What invariably happens, of course, is that people, status-conscious entities that we are, see and feel this different treatment, resentment arises, damages team unity, and the manager has a problem. So, instead, detailed specs are created for everyone on the team, and we have a lowest-common-denominator problem.

And this is what happens in teaching. Tell a great teacher, "we expect all the kids to be reading at or above grade level," and it gets done. No one method will be used, because every child is different, but, one way or another, all but the most recalcitrant child will get to where they need to be.

But the average or mediocre teacher hasn't the personal resources to make that happen. At that point, structure must be imposed to assist the teacher in getting the list of objectives met. That structure comes from reading lists, approved textbooks, centrally-created lesson plans, and all the other "creativity-killing" items that the vast majority of teachers need in order to get the job done. And the bureaucratic structure, coupled with normal human status-seeking, finds two sets of rules unsupportable, so the rules become applied even to the great teachers.

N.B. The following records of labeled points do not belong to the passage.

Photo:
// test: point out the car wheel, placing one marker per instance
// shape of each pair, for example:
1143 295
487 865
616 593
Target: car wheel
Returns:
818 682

Understand that I don't see this as the desirable outcome. I would love to live in a world in which every teacher is great, understanding the dynamic of the particular classroom and the potential of each child, tailoring their lessons to optimize the learning experience. But that seems wholly unrealistic, given the number of teachers we need and what I consider to be the scarcity of those who rise to the top.

This phenomenon explains the current structure of education, "teaching to the test," rigid rules and roles. And it seems to be a natural outgrowth of the natural structure of talent, and I don't know what we can do about it except at the margins.

4 comments:

Citizen Carrie said...

There's no easy solutions to our problems in education, but a healthy dose of realism is a good start.

Androcass said...

Alas, it seems no closer today than when I was a kid. I've just been discussing one piece of the puzzle; there's a lot more in our system that makes little sense to me.

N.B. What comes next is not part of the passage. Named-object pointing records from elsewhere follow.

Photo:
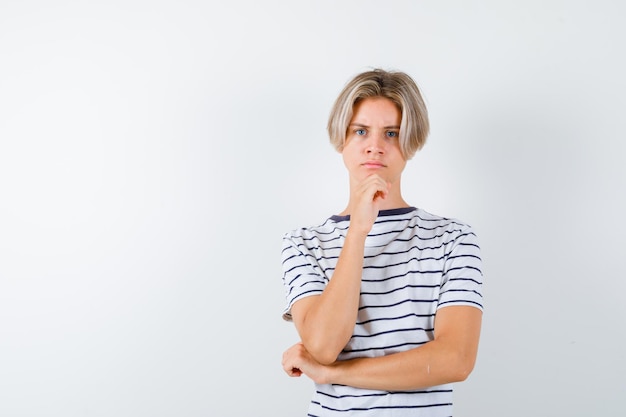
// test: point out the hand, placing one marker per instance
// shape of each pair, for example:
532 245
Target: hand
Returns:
297 361
367 197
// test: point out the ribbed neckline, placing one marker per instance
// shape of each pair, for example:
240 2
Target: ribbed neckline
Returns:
382 213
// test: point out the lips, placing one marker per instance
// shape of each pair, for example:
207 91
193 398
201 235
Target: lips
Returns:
373 164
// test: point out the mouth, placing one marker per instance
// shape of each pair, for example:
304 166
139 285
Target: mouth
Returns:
373 164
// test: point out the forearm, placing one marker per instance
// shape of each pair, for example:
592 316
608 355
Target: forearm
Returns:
329 321
432 364
450 357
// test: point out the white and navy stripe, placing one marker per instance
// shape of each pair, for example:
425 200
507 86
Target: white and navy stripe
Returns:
414 263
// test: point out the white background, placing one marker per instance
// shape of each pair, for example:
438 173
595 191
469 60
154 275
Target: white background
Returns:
152 154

SharePoint Development - Softweb Solutions said...

Thanks for the nice information.

Best Regards
Arpit Kothari

Offshore Software Development

Greg said...

I've been thinking a lot about this post but haven't had time to comment. IMHO, there are three kinds of teachers today. The first kind is the passionate teacher, who devotes his/her life to teaching. For them, teaching is a calling - they feel like they are making the world a better place by teaching. Their passion and devotion is similar to an artist, writer or musician. The second kind of teacher is someone who just views teaching as a job. These teachers may or many not be competent, but they are not devoted to the job. The third type of teacher is someone who started out as a passionate teacher but, over time, lost the passion and now views teaching as just another job.

If my view is correct, then the issue is to attract better candidates for the "just a job" teacher, while re-igniting the passion for teaching for the burned-out teachers.

My hunch is that there are plenty of great teachers out there who have gravitated towards other, more desirable careers. Perhaps they are management consultants, corporate trainers or something else. If we can figure out what will make teaching more attractive, we may be able to get more of them into the field of teaching.